PRODUCTIVITY VERSUS CREATIVITY
The word entrepreneur is derived from the French word, entreprendre, which can be translated "to undertake responsibility." And with responsibility, there is always a weight. How we experience that weight tends to rely on how we analyze our own business. The less clarity in that analysis tends to bear a greater weight on the entrepreneur. While more clarity on the analysis tends to lighten the weight.
The problem with analysis in entrepreneurship is that we often have a narrow view of what we measure. Often times it is our own fault, our financial records aren't as detailed as they could be, we don't know the key numbers to analyze for our own business, we haven't found the smallest increment to catalyze change, and we don't know how to connect the dots between our production, financial, and marketing analytics.
But lately, I've been thinking that it's not just a problem with basic data recording and analysis, but in entrepreneurship, we tended to overlook what we would call in research: a qualitative analysis. That is because it is easy to measure productivity which is quantitative. But last week, during a rousing book club discussion, we spent some time with the statement: you measure what matters. It reminds me of the central theme of Clayton Christensen's must-read: How Will You Measure Your Life.

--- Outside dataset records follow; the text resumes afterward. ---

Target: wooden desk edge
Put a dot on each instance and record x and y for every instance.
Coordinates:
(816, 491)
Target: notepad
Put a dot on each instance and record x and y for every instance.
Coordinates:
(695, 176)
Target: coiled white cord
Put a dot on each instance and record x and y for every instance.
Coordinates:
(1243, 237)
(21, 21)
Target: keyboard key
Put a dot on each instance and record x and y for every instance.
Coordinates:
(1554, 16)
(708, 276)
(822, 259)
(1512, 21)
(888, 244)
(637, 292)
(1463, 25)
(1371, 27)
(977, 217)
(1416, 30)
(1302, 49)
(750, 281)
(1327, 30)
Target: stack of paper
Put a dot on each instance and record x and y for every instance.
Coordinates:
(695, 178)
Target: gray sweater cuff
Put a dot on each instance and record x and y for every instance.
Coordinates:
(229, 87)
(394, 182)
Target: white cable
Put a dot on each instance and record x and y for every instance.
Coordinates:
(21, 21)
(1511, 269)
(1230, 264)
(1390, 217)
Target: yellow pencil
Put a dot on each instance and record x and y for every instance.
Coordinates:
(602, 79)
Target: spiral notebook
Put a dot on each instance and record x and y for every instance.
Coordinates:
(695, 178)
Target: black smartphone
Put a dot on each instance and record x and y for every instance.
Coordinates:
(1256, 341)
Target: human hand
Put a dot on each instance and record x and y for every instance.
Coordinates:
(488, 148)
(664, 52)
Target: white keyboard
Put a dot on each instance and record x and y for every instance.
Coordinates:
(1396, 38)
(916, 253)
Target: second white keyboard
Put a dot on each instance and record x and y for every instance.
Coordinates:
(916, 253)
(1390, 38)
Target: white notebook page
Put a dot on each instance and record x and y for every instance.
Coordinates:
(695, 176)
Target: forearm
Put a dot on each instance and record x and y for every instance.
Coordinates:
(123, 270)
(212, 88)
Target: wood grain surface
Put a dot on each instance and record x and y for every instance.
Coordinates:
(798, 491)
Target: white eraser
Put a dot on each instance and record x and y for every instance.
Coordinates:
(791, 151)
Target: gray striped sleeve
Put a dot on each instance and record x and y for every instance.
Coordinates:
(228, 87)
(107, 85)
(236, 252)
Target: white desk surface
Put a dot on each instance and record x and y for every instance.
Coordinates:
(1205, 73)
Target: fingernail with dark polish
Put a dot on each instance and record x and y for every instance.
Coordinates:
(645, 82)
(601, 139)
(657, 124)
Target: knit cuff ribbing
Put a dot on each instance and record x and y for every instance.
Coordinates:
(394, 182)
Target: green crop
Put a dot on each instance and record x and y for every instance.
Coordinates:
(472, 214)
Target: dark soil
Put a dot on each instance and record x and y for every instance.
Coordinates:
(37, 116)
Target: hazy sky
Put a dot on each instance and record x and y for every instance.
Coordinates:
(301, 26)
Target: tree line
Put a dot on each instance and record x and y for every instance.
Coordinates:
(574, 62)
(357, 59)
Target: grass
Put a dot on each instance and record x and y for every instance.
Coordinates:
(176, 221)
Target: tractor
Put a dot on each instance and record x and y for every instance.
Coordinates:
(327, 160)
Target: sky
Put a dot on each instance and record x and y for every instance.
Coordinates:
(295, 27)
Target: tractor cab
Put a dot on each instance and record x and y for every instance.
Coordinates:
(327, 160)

Creativity is often said to be difficult to measure, but maybe we aren't looking at a complete set of metrics. When I was in college, I was a research assistant on a study about the quality of life for breast cancer patients. This was early 2001 and we used what is known as the FACT-G scale to measure the psychological, social, emotional, and functional wellbeing of patients during their treatments.
Are we missing out on valuable insight by not setting metrics to measure the impact our creativity has on our psycho-socio-emotional well-being as leaders and as humans? Why do we see business as something that should only be measured by productivity and not the impact of our creativity? As I prepare to launch another class in *2023*, these are metrics we'll spend time analyzing and understanding how they actually do contribute to productivity.